5.3.2 Ecological Protection
Carry out scientific environmental impact assessments before the construction of deep – sea aquaculture pastures, and determine reasonable aquaculture density and species according to the carrying capacity of the marine environment. Promote the development of multi – trophic – level integrated aquaculture models, such as the combination of fish, shellfish, and seaweed aquaculture, to achieve the recycling of nutrients in the aquaculture system. Strengthen the monitoring of the marine ecological environment around deep – sea aquaculture pastures, and take timely measures to address any negative impacts on the environment.
6. Future Development Prospects
6.1 Market Outlook
With the continuous improvement of people’s living standards and the increasing awareness of healthy eating, the market demand for high – quality aquatic products will continue to grow. Deep – sea aquaculture, with its advantages of producing high – quality and pollution – free aquatic products, has broad market prospects. In the domestic market, as the income level of urban and rural residents increases, the consumption of high – end aquatic products is expected to show a significant upward trend. In the international market, China’s deep – sea aquaculture products also have the potential to gain a larger share with their excellent quality, which will promote the further development of the deep – sea aquaculture industry.
6.2 Industrial Chain Expansion
The development of deep – sea aquaculture pastures will drive the expansion and improvement of the entire industrial chain. In the upstream, it will promote the development of industries such as aquaculture equipment manufacturing, feed production, and seedling breeding. For example, the demand for high – quality aquaculture cages, advanced monitoring equipment, and specialized deep – sea aquaculture feed will increase, which will stimulate the innovation and development of related industries. In the downstream, it will promote the development of aquatic product processing, cold chain logistics, and sales industries. The emergence of more deep – sea aquaculture products will require more advanced processing technologies to increase product added value, and a more perfect cold chain logistics system to ensure the freshness of products, and the expansion of sales channels to reach more consumers.

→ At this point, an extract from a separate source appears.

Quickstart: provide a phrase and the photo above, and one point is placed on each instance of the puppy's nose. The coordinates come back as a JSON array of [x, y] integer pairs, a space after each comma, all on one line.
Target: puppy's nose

6.3 Contribution to Sustainable Development
In the long run, green and sustainable deep – sea aquaculture pastures will make important contributions to China’s sustainable development. In terms of the economy, it will become a new growth point for the marine economy, driving employment and economic growth. In terms of the environment, it will help to protect the marine ecological environment and achieve the coordinated development of economic development and environmental protection. In terms of food security, it will provide a stable supply of high – quality aquatic products, ensuring the stability of the national food supply.
7. Conclusion
China’s green and sustainable deep – sea aquaculture pastures have broad development prospects. Although facing some challenges such as technological bottlenecks, high costs, and environmental risks, through strengthening technological innovation, implementing cost – control measures, and effectively managing environmental risks, these challenges can be gradually overcome. The development of deep – sea aquaculture pastures is of great significance for ensuring food security, promoting sustainable development, and protecting the marine ecological environment. With the continuous efforts of the government, scientific research institutions, and enterprises, China’s deep – sea aquaculture industry is expected to achieve leapfrog development in the near future, making important contributions to the global aquaculture industry and sustainable development.